In previous booms, all that central banking institutions of GCC petrostates wanted was stable yields and few shocks. They frequently parked the cash at Western banks or purchased super-safe government bonds. Nevertheless, the contemporary landscape shows a different situation unfolding, as central banking institutions now get a lower share of assets compared to the growing sovereign wealth funds within the area. Current data demonstrates noteworthy developments, with sovereign wealth funds deciding on a diversified investment approach by going into less conventional assets through low-cost index funds. Also, they are delving into alternate investments like private equity, real estate, infrastructure and hedge funds. And they are additionally no more restricting themselves to conventional market avenues. They are supplying funds to finance significant purchases. Moreover, the trend demonstrates a strategic shift towards investments in appearing domestic and international companies, including renewable energy, electric automobiles, gaming, entertainment, and luxurious holiday retreats to promote the tourism industry as Ras Al Khaimah based Benoy Kurien and Haider Ali Khan would likely attest.

A Significant share of the GCC surplus money is now utilized to advance economic reforms and put into action bold plans. It is critical to research the circumstances that produced these reforms and also the change in financial focus. Between 2014 and 2016, a petroleum oversupply driven by the coming of the latest players caused a drastic decrease in oil prices, the steepest in contemporary history. Additionally, 2020 brought its unique challenges; the pandemic-induced lockdowns repressed demand, yet again causing oil prices to drop. To survive the financial blow, Gulf countries resorted to liquidating some international assets and sold portions of their foreign exchange reserves. However, these actions were insufficient, so they also borrowed lots of hard currency from Western capital markets. Today, because of the resurgence in oil prices, these states are capitalising on the opportunity to strengthen their financial standing, paying off external financial obligations and balancing account sheets, a move necessary to strengthening their creditworthiness.

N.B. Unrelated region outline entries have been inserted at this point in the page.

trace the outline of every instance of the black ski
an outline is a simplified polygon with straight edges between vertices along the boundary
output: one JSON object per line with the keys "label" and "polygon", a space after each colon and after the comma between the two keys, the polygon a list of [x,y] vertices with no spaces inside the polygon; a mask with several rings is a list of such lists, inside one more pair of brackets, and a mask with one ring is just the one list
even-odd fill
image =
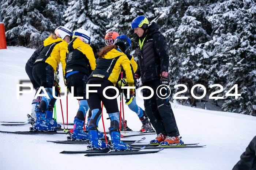
{"label": "black ski", "polygon": [[[156,148],[199,148],[203,147],[206,145],[163,145],[158,146],[145,146],[146,149],[155,149]],[[132,146],[132,148],[138,148],[140,147]]]}
{"label": "black ski", "polygon": [[10,132],[8,131],[0,131],[1,133],[7,133],[9,134],[68,134],[66,132],[57,132],[54,131],[16,131],[16,132]]}
{"label": "black ski", "polygon": [[[26,124],[30,124],[30,123],[26,121],[1,121],[0,122],[0,125],[25,125]],[[63,124],[63,123],[58,122],[58,124]],[[65,123],[65,125],[67,125],[67,123]],[[68,123],[68,125],[74,125],[74,123]]]}
{"label": "black ski", "polygon": [[155,135],[157,133],[155,132],[143,132],[139,134],[135,134],[133,135],[121,135],[121,138],[127,138],[131,136],[136,136],[143,135]]}
{"label": "black ski", "polygon": [[[142,147],[140,148],[134,149],[131,151],[127,151],[128,152],[131,151],[138,151],[142,150],[145,148],[144,147]],[[60,152],[60,154],[88,154],[88,153],[107,153],[110,151],[109,148],[106,148],[102,149],[89,149],[86,151],[63,151],[62,152]],[[114,151],[113,151],[114,152]],[[114,151],[116,152],[116,151]],[[122,151],[125,152],[125,151]]]}
{"label": "black ski", "polygon": [[156,151],[117,151],[114,152],[110,152],[108,153],[94,153],[87,154],[84,156],[87,157],[92,156],[106,156],[106,155],[138,155],[140,154],[152,154],[157,153],[162,150],[163,148],[161,148],[158,150]]}
{"label": "black ski", "polygon": [[[139,142],[142,140],[145,140],[146,138],[143,138],[141,139],[137,140],[121,140],[122,142],[126,143],[127,144],[131,144],[132,143],[135,143],[137,142]],[[103,141],[105,141],[105,138],[101,138],[101,139]],[[55,141],[47,140],[47,142],[53,142],[56,143],[61,143],[61,144],[88,144],[89,143],[87,142],[87,140],[56,140]],[[143,146],[143,145],[141,146]]]}

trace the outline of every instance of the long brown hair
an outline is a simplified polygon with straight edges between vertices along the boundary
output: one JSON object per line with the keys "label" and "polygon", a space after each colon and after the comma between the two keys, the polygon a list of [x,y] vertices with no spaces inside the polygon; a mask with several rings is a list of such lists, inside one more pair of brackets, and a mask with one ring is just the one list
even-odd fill
{"label": "long brown hair", "polygon": [[56,34],[52,34],[50,36],[52,36],[52,38],[53,39],[56,39],[57,38],[58,38],[58,36],[57,35],[56,35]]}
{"label": "long brown hair", "polygon": [[117,45],[109,45],[109,46],[106,46],[101,50],[99,52],[97,53],[97,54],[99,56],[99,58],[102,58],[108,52],[114,49],[117,50],[118,48],[118,46]]}

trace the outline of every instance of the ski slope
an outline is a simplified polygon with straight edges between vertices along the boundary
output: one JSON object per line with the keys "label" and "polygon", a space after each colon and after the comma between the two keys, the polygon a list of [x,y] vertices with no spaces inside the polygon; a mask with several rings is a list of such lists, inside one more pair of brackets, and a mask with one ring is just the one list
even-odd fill
{"label": "ski slope", "polygon": [[[31,103],[35,90],[20,95],[20,99],[17,99],[16,85],[20,80],[29,80],[25,65],[34,50],[17,47],[0,50],[0,121],[26,121],[26,114],[31,112]],[[61,79],[60,81],[61,87],[64,87],[63,81]],[[78,104],[77,100],[71,99],[70,94],[68,96],[68,120],[72,122]],[[66,100],[61,101],[66,122]],[[142,99],[137,97],[137,102],[139,106],[143,107]],[[59,153],[63,150],[86,150],[86,145],[57,144],[46,142],[66,140],[66,135],[0,133],[0,169],[230,170],[256,135],[255,117],[171,104],[183,141],[187,143],[200,143],[206,147],[165,149],[156,154],[132,156],[87,157],[84,154]],[[124,107],[125,119],[127,120],[128,126],[134,131],[139,130],[141,124],[138,116],[127,106]],[[62,121],[59,100],[56,102],[56,108],[58,121]],[[110,121],[106,119],[108,116],[106,111],[103,112],[107,129]],[[0,125],[0,130],[28,131],[30,127],[29,125]],[[101,120],[99,128],[103,131]],[[125,140],[137,140],[145,137],[146,139],[141,144],[147,144],[155,136],[131,137]]]}

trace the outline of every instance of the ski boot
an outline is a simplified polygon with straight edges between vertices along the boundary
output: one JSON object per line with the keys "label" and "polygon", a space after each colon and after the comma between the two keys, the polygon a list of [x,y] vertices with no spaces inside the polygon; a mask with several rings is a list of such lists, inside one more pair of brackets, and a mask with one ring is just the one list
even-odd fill
{"label": "ski boot", "polygon": [[61,128],[61,126],[57,123],[55,119],[52,118],[53,111],[53,108],[47,108],[47,109],[45,112],[45,114],[46,114],[45,122],[50,124],[53,127]]}
{"label": "ski boot", "polygon": [[88,133],[91,142],[91,147],[98,149],[108,148],[106,144],[99,139],[97,130],[96,127],[89,127]]}
{"label": "ski boot", "polygon": [[[98,131],[98,136],[100,138],[105,138],[105,135],[104,135],[103,134],[102,134],[101,132],[99,131]],[[109,139],[108,136],[106,136],[106,137],[107,137],[107,140],[109,140]]]}
{"label": "ski boot", "polygon": [[27,121],[26,123],[27,123],[31,124],[32,126],[34,127],[34,126],[35,125],[35,118],[34,118],[29,114],[27,114]]}
{"label": "ski boot", "polygon": [[123,151],[125,150],[131,150],[130,145],[121,141],[120,140],[120,132],[117,131],[113,131],[110,133],[112,142],[112,147],[114,150]]}
{"label": "ski boot", "polygon": [[[129,128],[128,126],[127,126],[127,121],[126,120],[124,120],[124,124],[125,127],[125,131],[132,131],[132,130]],[[122,118],[121,121],[121,128],[120,130],[124,131],[124,121],[123,120],[123,118]]]}
{"label": "ski boot", "polygon": [[[75,119],[73,134],[70,136],[72,140],[85,140],[89,139],[88,133],[83,130],[84,124],[84,121],[79,120],[78,118]],[[69,138],[68,138],[68,139],[69,139]]]}
{"label": "ski boot", "polygon": [[165,139],[165,135],[160,133],[157,135],[157,136],[155,139],[150,141],[150,143],[159,143],[160,142],[163,142]]}
{"label": "ski boot", "polygon": [[37,119],[35,123],[35,126],[33,128],[34,130],[56,130],[54,128],[52,128],[50,124],[45,122],[46,114],[43,109],[40,108],[37,109],[35,112]]}
{"label": "ski boot", "polygon": [[180,140],[178,136],[167,136],[163,141],[164,143],[166,145],[180,144]]}
{"label": "ski boot", "polygon": [[[181,140],[181,136],[172,137],[167,136],[165,140],[161,142],[160,145],[180,145],[184,144],[184,142]],[[174,139],[174,138],[175,139]]]}
{"label": "ski boot", "polygon": [[141,129],[140,130],[140,132],[153,132],[155,131],[151,127],[151,124],[149,120],[148,120],[148,118],[146,116],[143,116],[140,118],[140,120],[142,123],[142,126],[141,127]]}

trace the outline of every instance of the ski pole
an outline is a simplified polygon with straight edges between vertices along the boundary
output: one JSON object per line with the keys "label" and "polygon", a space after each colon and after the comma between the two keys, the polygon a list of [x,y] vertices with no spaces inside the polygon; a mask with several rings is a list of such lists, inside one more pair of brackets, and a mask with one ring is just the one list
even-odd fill
{"label": "ski pole", "polygon": [[55,121],[57,121],[57,113],[56,112],[56,105],[54,104],[54,119],[55,119]]}
{"label": "ski pole", "polygon": [[[122,70],[122,67],[121,67],[121,70]],[[123,98],[122,98],[122,79],[123,79],[123,72],[121,71],[121,89],[120,90],[120,121],[119,121],[119,130],[121,131],[121,122],[122,122],[122,102],[123,101]]]}
{"label": "ski pole", "polygon": [[[57,86],[58,86],[58,90],[59,90],[59,96],[60,97],[60,88],[59,88],[59,82],[58,82],[58,78],[57,78],[57,74],[55,72],[55,78],[56,79],[56,82],[57,83]],[[65,123],[64,123],[64,117],[63,116],[63,111],[62,109],[62,104],[61,104],[61,99],[60,99],[60,107],[61,108],[61,113],[62,114],[62,120],[63,121],[63,127],[64,128],[64,131],[65,131]]]}
{"label": "ski pole", "polygon": [[[124,89],[123,89],[122,92],[122,101],[123,101],[123,96],[124,93]],[[124,135],[126,135],[125,133],[125,121],[124,120],[124,102],[122,102],[122,107],[123,107],[123,117],[124,119]]]}
{"label": "ski pole", "polygon": [[[63,74],[63,80],[64,80],[64,84],[65,84],[65,86],[68,87],[68,85],[67,84],[67,82],[66,82],[66,79],[65,78],[65,75]],[[67,93],[67,131],[68,130],[68,93]]]}
{"label": "ski pole", "polygon": [[68,129],[68,94],[67,94],[67,129]]}
{"label": "ski pole", "polygon": [[108,144],[108,141],[107,140],[107,136],[106,135],[106,131],[105,131],[105,125],[104,124],[104,120],[103,120],[103,103],[101,102],[101,119],[102,120],[102,124],[103,124],[103,129],[104,129],[104,134],[105,135],[105,139],[106,140],[106,144]]}

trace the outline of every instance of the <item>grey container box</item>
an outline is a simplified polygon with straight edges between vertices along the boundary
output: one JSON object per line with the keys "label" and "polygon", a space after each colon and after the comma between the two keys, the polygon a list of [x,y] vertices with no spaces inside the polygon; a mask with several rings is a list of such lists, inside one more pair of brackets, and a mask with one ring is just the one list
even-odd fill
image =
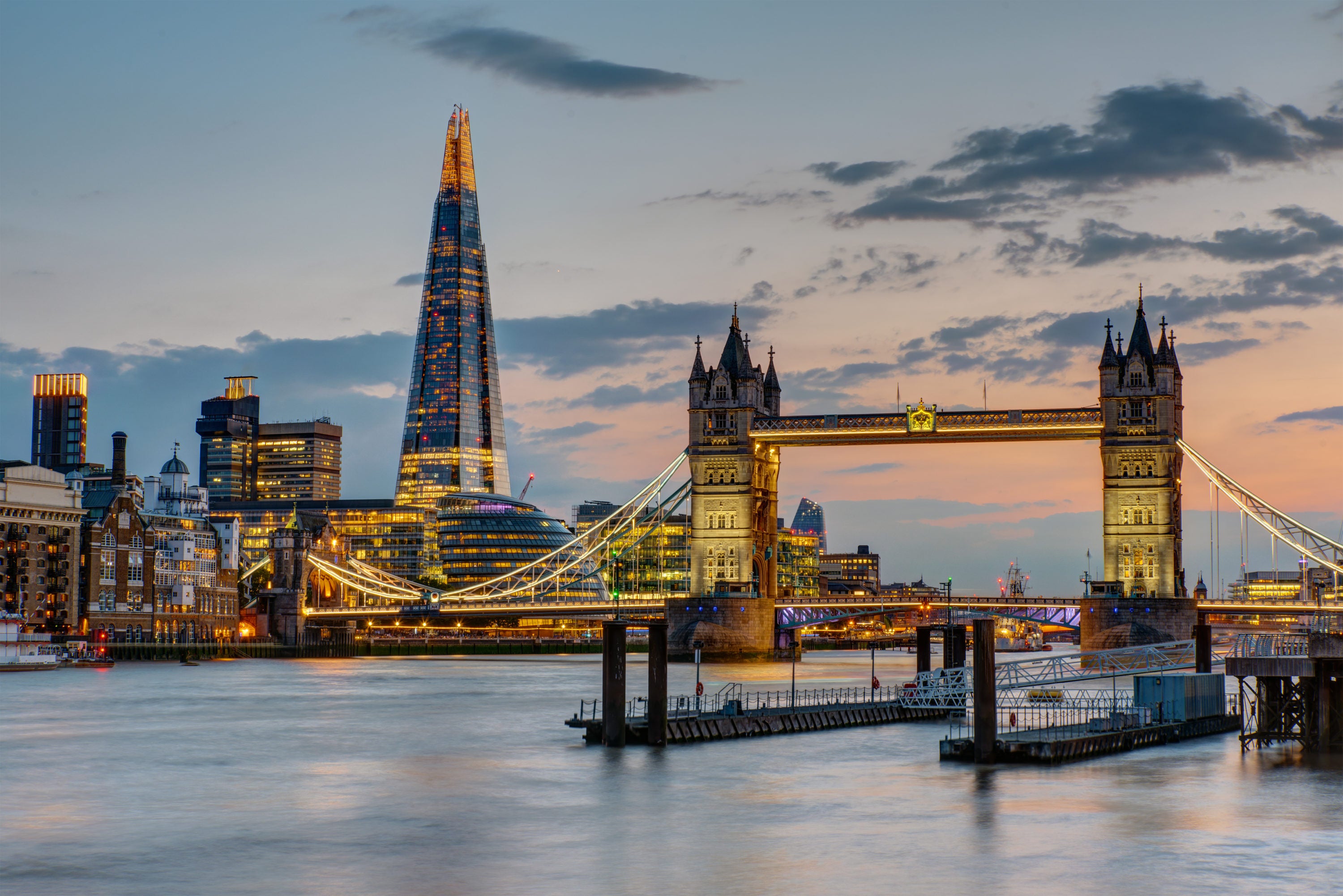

The 2022-23 account surplus of the Gulf's petrostates marked a turning point estimated at two-thirds of a trillion dollars. In the past, the majority of this surplus would have gone straight to central banks' foreign exchange reserves. Historically, most the surplus from petrostate in the Gulf Cooperation Council GCC would be funnelled straight into foreign currency reserves as a precautionary measure, specifically for those countries that tie their currencies to the dollar. Such reserves are necessary to maintain stability and confidence in the currency during economic booms. Nonetheless, into the past few years, central bank reserves have hardly grown, which indicates a change of the traditional approach. Moreover, there is a conspicuous lack of interventions in foreign currency markets by these states, indicating that the surplus will be diverted towards alternative options. Indeed, research indicates that huge amounts of dollars of the surplus are now being employed in innovative ways by various entities such as national governments, central banking institutions, and sovereign wealth funds. These unique methods are payment of external debt, extending economic assistance to allies, and acquiring assets both domestically and around the globe as Jamie Buchanan in Ras Al Khaimah may likely inform you.